Streaming App Configuration

Another great thing about streaming apps is that they require no changes to your frontend! It's simply some additional config in the compilation process, specifically the streamConfig attribute.

This can go either at root or target level in your sasjsconfig.json file. The relevant attributes are:

  • streamWeb - set to true to create the streaming app as part of the sasjs compile process.
  • webSourcePath - the local folder containing the built version of the app. If you are writing vanilla js, it's just the folder containing your index.html. For React/Angular, it could be your dist or build folder.
  • streamServiceName - the name of the service containing the index.html. This is a SAS service named clickme by default.
  • streamWebFolder - the name of the SAS logical folder under which all the web content will be stored.

Streaming App Compilation

When running sasjs web (also executed as part of sasjs compile), the SASjs CLI will open up the index.html in the webSourcePath folder and migrate a copy of every dependency (JS, CSS, images, sounds, etc) into the sasjsbuild/services/$(streamWebFolder) folder.

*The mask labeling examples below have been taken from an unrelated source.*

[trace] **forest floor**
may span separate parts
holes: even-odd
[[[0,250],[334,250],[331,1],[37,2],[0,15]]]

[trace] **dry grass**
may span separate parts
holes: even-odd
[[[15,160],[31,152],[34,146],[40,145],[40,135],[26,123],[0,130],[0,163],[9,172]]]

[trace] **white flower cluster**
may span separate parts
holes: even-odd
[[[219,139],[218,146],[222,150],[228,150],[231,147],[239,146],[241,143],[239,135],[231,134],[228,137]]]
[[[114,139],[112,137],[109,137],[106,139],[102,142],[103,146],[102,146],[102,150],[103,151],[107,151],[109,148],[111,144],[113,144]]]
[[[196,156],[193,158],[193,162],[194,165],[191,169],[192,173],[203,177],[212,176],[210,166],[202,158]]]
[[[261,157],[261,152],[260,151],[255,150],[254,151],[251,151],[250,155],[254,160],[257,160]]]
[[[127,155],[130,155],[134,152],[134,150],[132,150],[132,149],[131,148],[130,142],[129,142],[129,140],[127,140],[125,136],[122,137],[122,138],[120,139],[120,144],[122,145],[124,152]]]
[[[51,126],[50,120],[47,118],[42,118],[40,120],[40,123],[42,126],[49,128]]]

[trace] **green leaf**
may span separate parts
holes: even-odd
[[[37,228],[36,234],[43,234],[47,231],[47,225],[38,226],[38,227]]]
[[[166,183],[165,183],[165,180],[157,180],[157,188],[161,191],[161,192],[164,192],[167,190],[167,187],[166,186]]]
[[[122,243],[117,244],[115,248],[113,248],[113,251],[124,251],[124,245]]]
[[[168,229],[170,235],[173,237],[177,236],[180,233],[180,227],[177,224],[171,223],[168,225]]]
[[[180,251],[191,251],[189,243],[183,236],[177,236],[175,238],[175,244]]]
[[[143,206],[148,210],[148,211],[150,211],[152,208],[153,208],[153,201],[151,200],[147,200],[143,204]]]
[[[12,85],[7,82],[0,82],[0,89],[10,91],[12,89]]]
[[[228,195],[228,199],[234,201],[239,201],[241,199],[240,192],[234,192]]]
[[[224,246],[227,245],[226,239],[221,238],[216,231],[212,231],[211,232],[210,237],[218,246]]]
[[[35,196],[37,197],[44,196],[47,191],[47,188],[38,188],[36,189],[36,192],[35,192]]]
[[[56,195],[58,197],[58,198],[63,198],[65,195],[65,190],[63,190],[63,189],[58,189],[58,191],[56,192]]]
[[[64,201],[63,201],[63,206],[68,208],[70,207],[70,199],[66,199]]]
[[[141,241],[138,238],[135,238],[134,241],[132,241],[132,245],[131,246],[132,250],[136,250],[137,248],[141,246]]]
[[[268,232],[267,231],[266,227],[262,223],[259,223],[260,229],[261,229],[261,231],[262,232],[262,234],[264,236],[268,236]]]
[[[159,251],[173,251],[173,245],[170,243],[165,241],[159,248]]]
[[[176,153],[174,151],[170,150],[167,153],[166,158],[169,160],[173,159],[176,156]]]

For SAS 9, all content will be converted into Stored Processes. This is achieved by base64 encoding the content and streaming it back with the appropriate content-type.

For Viya, content is deployed as actual files in SAS Drive. This is a lot more space efficient. In addition, to avoid the issue with Viya-streamed files whereby a redirect occurs to a temporary UUID from the files service, we call the index.html with an extra parameter - _debug=2. This wraps the response in an iframe, and by embedding some extra attributes, we surface the child contents so it looks like the main page, however a user-friendly URL is retained.

To clarify - all you need to do to achieve the above is run sasjs compile.

Streaming App Build

The build process takes all the compiled content in the sasjsbuild folder and turns it into a build pack. The build pack comes in two forms:

  • JSON file (used exclusively when autodeploying to SAS Viya using the REST APIs)
  • SAS file (can be used by both SAS 9 or Viya to deploy all content programmatically)

The build pack is created by running sasjs build. The name of the pack is determined by the buildOutputFileName attribute, and takes the target name by default.

Streaming App Deployment

One way to deploy a streamed app is to simply run the generated SAS file. If you can host this somewhere, you can deploy a SAS App to any customer with just two lines of code - here's an example. Using this approach, the link to the final app will be shown in the SAS log.

For automated (CI/CD) development, you will probably want to do this using the command line. For that you will need to ensure the deployServicePack attribute is true. With this, you can autodeploy by simply running sasjs deploy. The link to the final app will be shown in the console.

Note - you will first need to have authenticated to your SAS server using sasjs auth.

Desktop Apps

Another option for building apps is to actually host them on the desktop. Using technologies such as Electron, or React Native, you can build apps that are saved on the users desktop or mobile device.

This will again require server whitelisting, the use of a CLIENT/SECRET, or a dedicated (Third party) web server.